Susan Sontag's "The Way We Live Now" and AIDS Metaphorics: A Postmodern Approach
Abstract
This article examines the representation of AIDS in a story by Susan Sontag within the social context of conversations held by a group of people about their sick friend and an atmosphere of sexual liberation characteristic of the postmodern era. "The Way We Live Now" (1986) interrogates the condition of postmodernity and engages postmodern artistic techniques to effectively communicate a socio-cultural theme about life in the wake of the AIDS epidemic in the West late in the twentieth century. Lack of depth, consumerism, pluralism, self-referentiality, the hyperreal, and incredulity toward master narratives are the main indicators of this postmodern culture.

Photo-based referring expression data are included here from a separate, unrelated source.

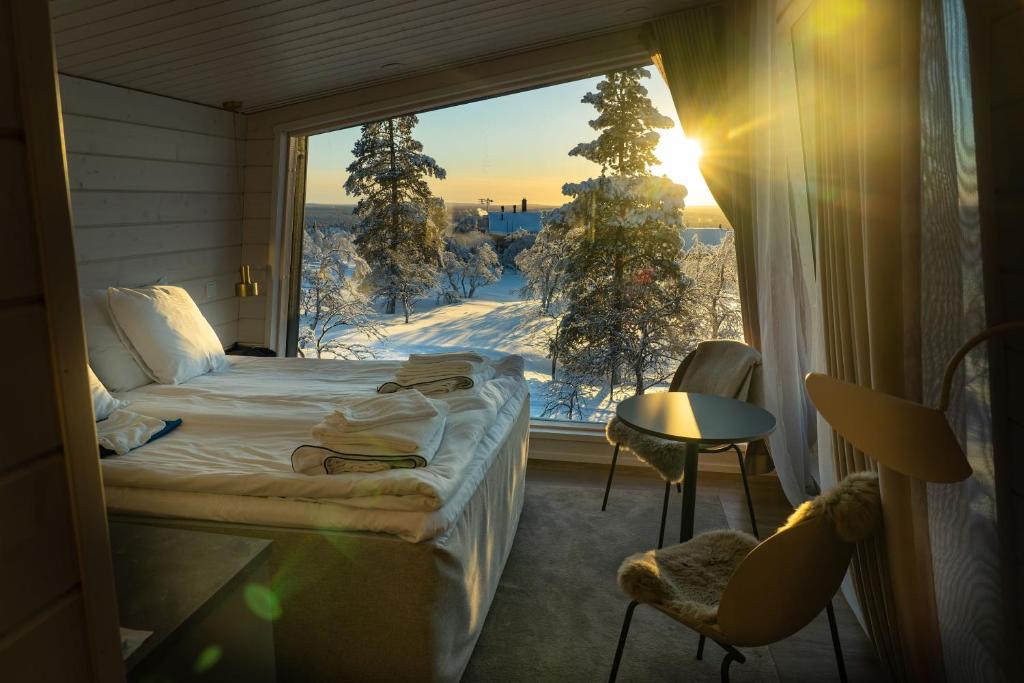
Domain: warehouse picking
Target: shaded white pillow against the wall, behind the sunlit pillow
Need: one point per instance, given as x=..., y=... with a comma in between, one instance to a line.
x=109, y=358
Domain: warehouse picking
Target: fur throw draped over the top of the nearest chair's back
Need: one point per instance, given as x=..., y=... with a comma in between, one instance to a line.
x=854, y=507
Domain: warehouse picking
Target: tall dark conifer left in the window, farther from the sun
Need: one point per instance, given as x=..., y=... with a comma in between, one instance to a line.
x=401, y=223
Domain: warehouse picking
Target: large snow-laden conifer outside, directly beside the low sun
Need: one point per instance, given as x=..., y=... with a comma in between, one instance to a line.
x=618, y=245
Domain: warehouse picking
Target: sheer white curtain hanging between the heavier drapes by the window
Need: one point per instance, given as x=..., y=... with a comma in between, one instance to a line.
x=788, y=309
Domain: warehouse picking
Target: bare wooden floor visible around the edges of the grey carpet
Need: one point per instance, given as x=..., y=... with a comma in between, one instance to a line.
x=806, y=656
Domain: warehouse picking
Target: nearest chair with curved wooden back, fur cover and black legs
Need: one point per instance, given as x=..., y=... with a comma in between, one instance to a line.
x=740, y=593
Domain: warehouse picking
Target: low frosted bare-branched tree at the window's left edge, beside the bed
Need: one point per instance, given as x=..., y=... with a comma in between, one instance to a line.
x=332, y=300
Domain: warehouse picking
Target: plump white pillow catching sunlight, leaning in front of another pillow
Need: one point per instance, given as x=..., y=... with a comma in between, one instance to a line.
x=166, y=331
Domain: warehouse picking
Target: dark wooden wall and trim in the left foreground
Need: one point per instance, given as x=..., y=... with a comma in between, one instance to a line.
x=58, y=608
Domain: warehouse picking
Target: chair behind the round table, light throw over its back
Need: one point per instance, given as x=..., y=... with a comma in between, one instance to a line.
x=721, y=368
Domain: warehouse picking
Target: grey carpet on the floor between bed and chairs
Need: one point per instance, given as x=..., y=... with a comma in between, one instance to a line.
x=559, y=611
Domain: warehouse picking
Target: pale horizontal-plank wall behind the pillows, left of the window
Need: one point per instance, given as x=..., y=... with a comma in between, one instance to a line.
x=157, y=190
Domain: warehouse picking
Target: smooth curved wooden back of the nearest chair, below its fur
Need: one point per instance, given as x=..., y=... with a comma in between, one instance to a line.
x=784, y=584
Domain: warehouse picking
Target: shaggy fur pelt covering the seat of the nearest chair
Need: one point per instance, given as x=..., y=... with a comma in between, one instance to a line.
x=689, y=579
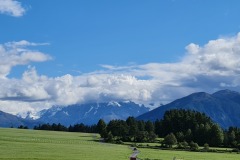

Exploring the "postmodern" context of the story, this article links its form to its content and concludes that despite the unavoidability of metaphorical thinking about illness (the cultural model), a more practical way of dealing with patients (the bodily model) is better for the sick and those around them. The absence of the sick man in Sontag's story is an indication of the negative role of social voices in ostracizing patients, exacerbating their suffering, and mediating their fragmented life, a fact enhanced by the unmentioned disease in the story, the unidentified patient, and the lack of real support friends can provide. The loss of the materiality of the body is the story's comment on the negative role of the discursive mediation of the diseased body in the context of postmodern culture.